# Limit on Entry on visit visa?



## 10mct (Jul 12, 2010)

I have a B1/B2 visa that is valid for '10' years. I was to visit a friend of mine in CA.
1. Is there any time-frame by when i should be entering US for the first time or it can be any time within the next '10' yrs?
2. Can i enter through any airport or have to necessarily enter in CA only?


----------



## Davis1 (Feb 20, 2009)

10mct said:


> I have a B1/B2 visa that is valid for '10' years. I was to visit a friend of mine in CA.
> 1. Is there any time-frame by when i should be entering US for the first time or it can be any time within the next '10' yrs?
> 2. Can i enter through any airport or have to necessarily enter in CA only?

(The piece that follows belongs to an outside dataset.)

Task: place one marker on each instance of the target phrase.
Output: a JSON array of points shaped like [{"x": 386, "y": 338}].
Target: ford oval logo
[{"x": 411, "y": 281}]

Enter anytime, anywhere you like within the next 10 years


----------



## 10mct (Jul 12, 2010)

Davis1 said:


> Enter *anytime*, anywhere you like within the next 10 years


thanks.. 
hope even the *first *entry can be done *ANYTIME*... ??


----------



## nat21 (Oct 10, 2010)

10mct said:


> I have a B1/B2 visa that is valid for '10' years. I was to visit a friend of mine in CA.
> 1. Is there any time-frame by when i should be entering US for the first time or it can be any time within the next '10' yrs?
> 2. Can i enter through any airport or have to necessarily enter in CA only?


You can enter the US anytime while the visa is valid. You can also enter at any airport, not just CA.


----------